World leaders press the U.S. on fiscal crisis
The New York Times: Leaders at World Bank and International Monetary Fund meetings on Sunday pleaded, warned and cajoled: the United States must raise its debt ceiling and reopen its government or risk "massive disruption the world over," as Christine Lagarde, the fund's managing director, put it. The fiscal problems of the United States overshadowed the official agendas for the meetings, with representatives from dozens of countries - including two of Washington's most important economic partners, Saudi Arabia and China - publicly expressing worries about what was happening on Capitol Hill and in the White House.
Goldman's chief economist: shutdown could cut GDP growth to 2 percent
Marketwatch: Goldman Sach's chief economist has laid just how much of a hit the U.S. economy will take from the shutdown mess.
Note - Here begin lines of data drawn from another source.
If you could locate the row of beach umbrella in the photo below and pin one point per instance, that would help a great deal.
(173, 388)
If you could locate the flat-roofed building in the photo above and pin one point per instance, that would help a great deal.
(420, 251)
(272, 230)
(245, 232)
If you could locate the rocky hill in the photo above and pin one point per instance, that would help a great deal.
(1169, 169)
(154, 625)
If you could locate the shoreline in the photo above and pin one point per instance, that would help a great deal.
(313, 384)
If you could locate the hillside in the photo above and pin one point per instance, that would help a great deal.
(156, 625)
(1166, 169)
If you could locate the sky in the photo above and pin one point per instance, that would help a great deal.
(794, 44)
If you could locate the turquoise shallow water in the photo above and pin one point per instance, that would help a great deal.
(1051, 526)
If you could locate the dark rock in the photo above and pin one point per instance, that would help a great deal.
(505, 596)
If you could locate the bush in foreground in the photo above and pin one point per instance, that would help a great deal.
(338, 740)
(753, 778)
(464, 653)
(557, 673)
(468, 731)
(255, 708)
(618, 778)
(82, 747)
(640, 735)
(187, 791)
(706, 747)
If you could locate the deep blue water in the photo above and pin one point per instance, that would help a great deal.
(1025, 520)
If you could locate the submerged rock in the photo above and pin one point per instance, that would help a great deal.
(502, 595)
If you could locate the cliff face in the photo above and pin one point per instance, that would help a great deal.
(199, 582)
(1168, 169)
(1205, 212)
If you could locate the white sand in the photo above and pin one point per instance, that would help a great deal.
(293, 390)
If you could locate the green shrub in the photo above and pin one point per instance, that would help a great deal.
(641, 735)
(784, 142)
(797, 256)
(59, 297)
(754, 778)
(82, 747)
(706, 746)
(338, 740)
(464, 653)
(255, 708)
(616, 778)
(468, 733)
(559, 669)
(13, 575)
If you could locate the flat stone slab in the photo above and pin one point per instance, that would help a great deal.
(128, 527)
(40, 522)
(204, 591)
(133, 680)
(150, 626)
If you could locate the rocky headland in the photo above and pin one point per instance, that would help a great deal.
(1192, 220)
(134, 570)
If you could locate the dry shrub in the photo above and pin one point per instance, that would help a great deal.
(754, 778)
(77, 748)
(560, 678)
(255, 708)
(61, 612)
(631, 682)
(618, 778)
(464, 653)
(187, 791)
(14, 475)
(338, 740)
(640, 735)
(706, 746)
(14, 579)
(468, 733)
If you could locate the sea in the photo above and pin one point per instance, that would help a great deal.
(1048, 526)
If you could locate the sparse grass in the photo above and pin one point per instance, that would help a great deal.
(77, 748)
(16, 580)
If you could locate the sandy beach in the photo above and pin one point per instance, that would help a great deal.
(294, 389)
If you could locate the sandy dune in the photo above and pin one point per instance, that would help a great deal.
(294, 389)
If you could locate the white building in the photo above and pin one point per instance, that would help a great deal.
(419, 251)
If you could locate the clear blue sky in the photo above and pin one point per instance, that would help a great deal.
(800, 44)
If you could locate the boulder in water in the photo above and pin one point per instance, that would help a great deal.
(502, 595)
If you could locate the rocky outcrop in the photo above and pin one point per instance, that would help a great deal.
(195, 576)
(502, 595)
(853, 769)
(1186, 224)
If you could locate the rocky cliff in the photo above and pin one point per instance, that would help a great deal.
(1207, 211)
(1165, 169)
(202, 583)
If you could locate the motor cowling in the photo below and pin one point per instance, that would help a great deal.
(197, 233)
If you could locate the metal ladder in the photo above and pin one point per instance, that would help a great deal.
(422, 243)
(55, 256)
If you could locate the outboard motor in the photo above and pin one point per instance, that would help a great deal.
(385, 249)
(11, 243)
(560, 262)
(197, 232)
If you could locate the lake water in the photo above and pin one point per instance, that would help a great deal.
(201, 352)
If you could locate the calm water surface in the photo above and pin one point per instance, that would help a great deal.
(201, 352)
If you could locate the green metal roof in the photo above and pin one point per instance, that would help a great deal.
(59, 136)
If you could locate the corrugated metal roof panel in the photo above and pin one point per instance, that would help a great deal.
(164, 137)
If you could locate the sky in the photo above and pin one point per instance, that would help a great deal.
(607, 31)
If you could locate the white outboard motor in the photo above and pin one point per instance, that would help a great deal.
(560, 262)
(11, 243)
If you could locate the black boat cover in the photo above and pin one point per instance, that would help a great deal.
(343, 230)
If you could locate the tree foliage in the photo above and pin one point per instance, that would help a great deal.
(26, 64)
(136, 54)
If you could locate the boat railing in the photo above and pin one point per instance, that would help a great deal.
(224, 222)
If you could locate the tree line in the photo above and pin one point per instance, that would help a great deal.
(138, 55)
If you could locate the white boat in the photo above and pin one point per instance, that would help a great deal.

In a note that published after the markets closed on an optimistic high note on Friday, Jan Hatzius said the shutdown effects are two pronged. Still, Hatzius summed it up. "Overall, this implies downside risk of around 0.5pp to our forecast of 2.5 percent real GDP growth in Q4, but we don't expect the effect to become entirely clear until an agreement has been reached."
Paying more for chocolate? You will be
CNNMoney: Chocolate lovers beware! The price of your favorite treat is on the rise.
Growing demand in emerging markets and bad weather in major cocoa producing countries is pushing up the cost of key ingredients, leaving manufacturers little choice but to pass on some of that pain to consumers. The price of cocoa butter, for example, stands at a four-year high, having risen by 70% over the past 12 months, according to Mintec commodity consultant Liliana Gonzalez. And the production cost of an average milk chocolate bar has surged by 25 percent over the same period, she wrote in a report for British trade magazine The Grocer.